In 1980, Bret assumed management of the business and greatly expanded the appliance and furniture inventory. Bret and Janys built a new store on Main Street and grew the local company even more. They joined a large nationwide group of appliance and furniture dealers, BrandSource. A fellow appliance dealer, Todd Hall, reflected on his relationship with Hutchings over the years.

“While Bret did well in his community with his family business, his passion was serving his country and community in other ways. He served in the Utah National Guard, retiring as a major, assisted his city's fire department, and volunteered for many duties as an active member of his church.

While most of us remember Bret as a big red-haired guy with cool belt buckles, many stories remind us of what a fun, caring and kind man he was. For example, he's the only person I know who proposed to his future wife from a jail cell.

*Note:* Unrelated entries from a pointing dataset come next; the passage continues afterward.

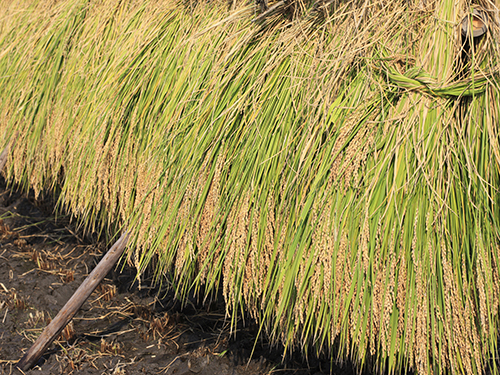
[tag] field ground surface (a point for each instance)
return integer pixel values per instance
(121, 329)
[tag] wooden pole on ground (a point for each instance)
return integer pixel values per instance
(5, 152)
(73, 305)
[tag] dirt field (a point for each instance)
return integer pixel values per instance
(120, 329)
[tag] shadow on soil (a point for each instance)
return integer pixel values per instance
(121, 329)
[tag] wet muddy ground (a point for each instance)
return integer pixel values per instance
(121, 329)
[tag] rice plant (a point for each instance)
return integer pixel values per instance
(333, 167)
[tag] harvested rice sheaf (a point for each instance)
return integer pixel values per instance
(332, 167)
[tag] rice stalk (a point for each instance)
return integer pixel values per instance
(332, 168)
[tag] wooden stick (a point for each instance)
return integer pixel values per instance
(5, 152)
(73, 305)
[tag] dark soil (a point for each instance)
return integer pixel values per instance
(121, 329)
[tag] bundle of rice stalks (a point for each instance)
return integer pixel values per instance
(336, 173)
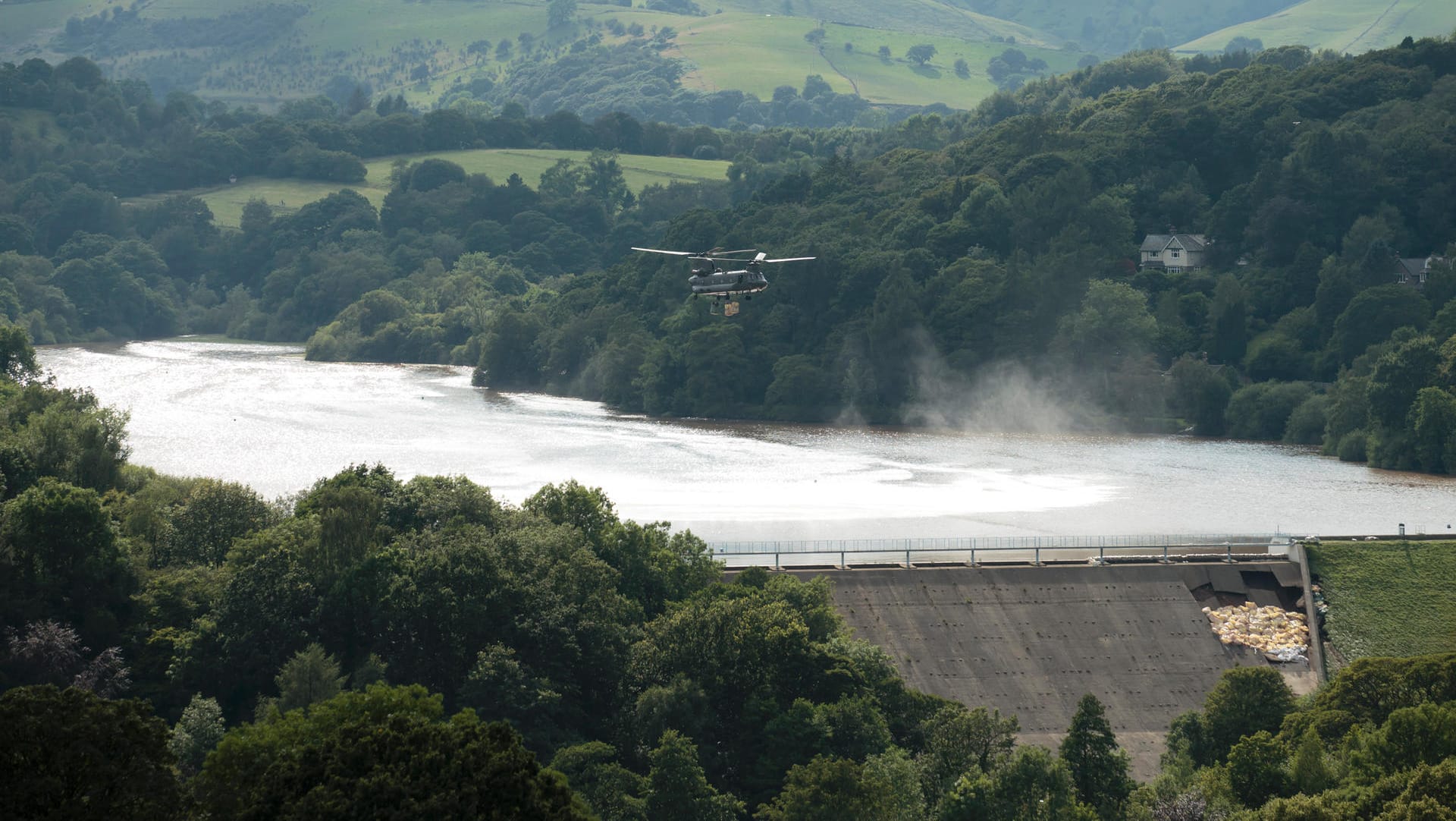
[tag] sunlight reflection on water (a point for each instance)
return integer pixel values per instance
(262, 415)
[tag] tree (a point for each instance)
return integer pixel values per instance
(1245, 700)
(1201, 393)
(1228, 322)
(1310, 772)
(66, 750)
(498, 687)
(310, 676)
(829, 789)
(1098, 766)
(17, 354)
(1257, 769)
(1031, 785)
(960, 741)
(210, 518)
(197, 734)
(383, 751)
(921, 53)
(1114, 322)
(1372, 316)
(677, 789)
(60, 561)
(560, 12)
(612, 791)
(50, 653)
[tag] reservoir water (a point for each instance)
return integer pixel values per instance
(262, 415)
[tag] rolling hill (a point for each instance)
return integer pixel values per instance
(278, 50)
(1348, 27)
(287, 196)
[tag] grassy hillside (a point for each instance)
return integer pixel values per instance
(758, 54)
(1117, 25)
(278, 52)
(287, 196)
(1389, 597)
(1341, 25)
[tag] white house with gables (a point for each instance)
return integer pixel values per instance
(1414, 271)
(1174, 252)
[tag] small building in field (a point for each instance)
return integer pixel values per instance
(1174, 252)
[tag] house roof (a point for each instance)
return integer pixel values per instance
(1190, 242)
(1156, 244)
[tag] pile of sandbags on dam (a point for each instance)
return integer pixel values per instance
(1279, 634)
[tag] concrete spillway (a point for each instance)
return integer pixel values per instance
(1031, 641)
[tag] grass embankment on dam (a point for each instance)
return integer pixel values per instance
(1388, 597)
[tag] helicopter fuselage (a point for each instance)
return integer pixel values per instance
(717, 282)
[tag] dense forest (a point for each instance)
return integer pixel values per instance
(180, 648)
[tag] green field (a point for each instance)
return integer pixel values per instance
(1388, 597)
(752, 46)
(287, 196)
(1340, 25)
(758, 54)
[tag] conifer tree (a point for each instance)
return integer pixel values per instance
(1098, 766)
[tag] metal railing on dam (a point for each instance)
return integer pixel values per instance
(999, 549)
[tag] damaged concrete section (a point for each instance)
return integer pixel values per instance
(1031, 641)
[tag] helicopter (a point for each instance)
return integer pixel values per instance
(708, 275)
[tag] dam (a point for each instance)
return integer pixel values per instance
(1031, 641)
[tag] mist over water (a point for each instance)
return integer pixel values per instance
(262, 415)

As the story goes, he'd been close to the local police department as a firefighter, and for the big day, he arranged to be pulled over while on a date with his intended, Janys. After some award-winning acting by Bret and the police officer, the couple was taken into custody. As the officers uncuffed him and pushed them into a jail cell, Bret's buddies slipped the engagement ring into his pocket. Janys said, “yes.” The entire police department cheered them, and the couple was released and finished their date.

When Bret was building his new store, he insisted that there be a place to display all the memorabilia he collected on his trips to Disneyland. He loved anything Disney.

Bret fought a two-year battle with cancer. He lost his voice and most of his body weight but never lost his courage or our love. He was at peace with his diagnosis and really only worried about those he'd leave behind. He loved his fellow BrandSource members, and we'd continue to include him via text or video when he became too ill to attend the group's meetings. He ended every exchange by telling us how much he loved us.”


Jim Restow, CEO of AVB BrandSource, concurred, “Bret showed entrepreneurial drive in his own business and cared about his fellow BrandSource members,” he said. “This combination—excelling on one's own while giving back to others—is so rare and will be greatly missed.”

Hall added, “I will remember Bret as my first friend at BrandSource and my best friend among dealers. But I also know that Bret was a best friend to many of us, and I am grateful for this big man with a heart big enough for all of us. Bret led a life that mattered and will live on as the better light in us all.”

Always the consummate volunteer, Hutchings will be missed by Lehi's firefighting community, neighbors, local shoppers, and fellow BrandSource dealers. But he will be missed most by his beloved wife, Janys, his children, grandchildren and extended family.